小道に入って手を繋ぐ




 君が好きだと告げて。
 同じ想いを返してもらって。
 それまで一緒に登下校していた道程は、いつもと違うような気がしていた。
 下らないかもしれないがと付け加えて言うと、香穂子が「私もそう思ってた」とはにかんだ。

「一緒の事を考えるんだね、私たち」

「以前の俺ならこんなこと考えもしなかっただろうな」

「そうかな?」

 そんなことないと思うよと意外そうに彼女が言った。そう言われたことが意外で、思わず香穂子を見つめ返す。

「そうだろうか」

「そうなんですー」





 訪れる沈黙。
 お互いにあまり喋るほうではないが、こんな穏やかな時間も心地いい。
 交際暦、一週間。
 彼女と付き合うようになって、一つ習慣化しつつあるもの。

「はい」

 小道に入ると、香穂子が手を差し出した。
 その手を握り返すことに、あまり躊躇わなくなった。
 最初は俺から手を繋いだけれど、人の視線が気になるから、同じ星奏の生徒がいなくなるこの小道に入ってから、俺たちはそっと手を握る。
 始めこそ香穂子は驚いていたが、案外女性のほうが慣れると度胸が据わるのかもしれない。
 今となっては俺のほうが少しうろたえる。
 彼女の体温が流れ込むこの瞬間。
 きっと慣れることはないだろうなと苦笑する。

「どうしたの?」

 ふ、と息を漏らしたのがわかったらしく、香穂子が見上げてきた。
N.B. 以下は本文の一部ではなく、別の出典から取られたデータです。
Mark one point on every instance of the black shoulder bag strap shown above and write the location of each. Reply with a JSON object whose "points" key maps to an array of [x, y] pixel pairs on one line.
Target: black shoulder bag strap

心なしか手を繋ぐ前よりも密着している気がする。
 そんなことにさえ、心が揺らぎそうになる。
 君に、もっと触れたいと思う自分に。

「いや、なんでもない。・・・君とこうして歩いている自分が不思議だなと思っていただけだ」

「あー、そうだよね。コンクールの始め頃の月森くんが今の月森くんを見たら、絶対怒ってたと思うなあ」

「・・・・・・」

「・・・・・・あははー」

 ごめんなさいと項垂れてしまった香穂子の手に、少しだけ力を込める。

「謝らなくていい。・・・きっと、あの頃の俺が今の俺を見たなら」

 不安そうに見上げる香穂子に微笑む。

「そんなに幸せなのかと悔しがったかもしれないな」



「・・・月森くんて」

「ん?」

「手を繋ぐのは恥ずかしがってこうやって人のいないところがいいって言うのに、そんな台詞はさらっと言っちゃうんだね」

「そうだろうか」

「そうなんですー」

 唇を尖らせる仕草が彼女にしては幼く見えた。

「香穂子」

 俺を見上げるより早く、顔を寄せた。
 一瞬だけ止まって、彼女の顔を覗き込む。
 驚いて目を丸くしていることに、内心してやったりと思いながら、唇を重ねた。





 小道で手を繋ぐ。
 それは誰も知らない、俺たちだけの、二人だけの秘密。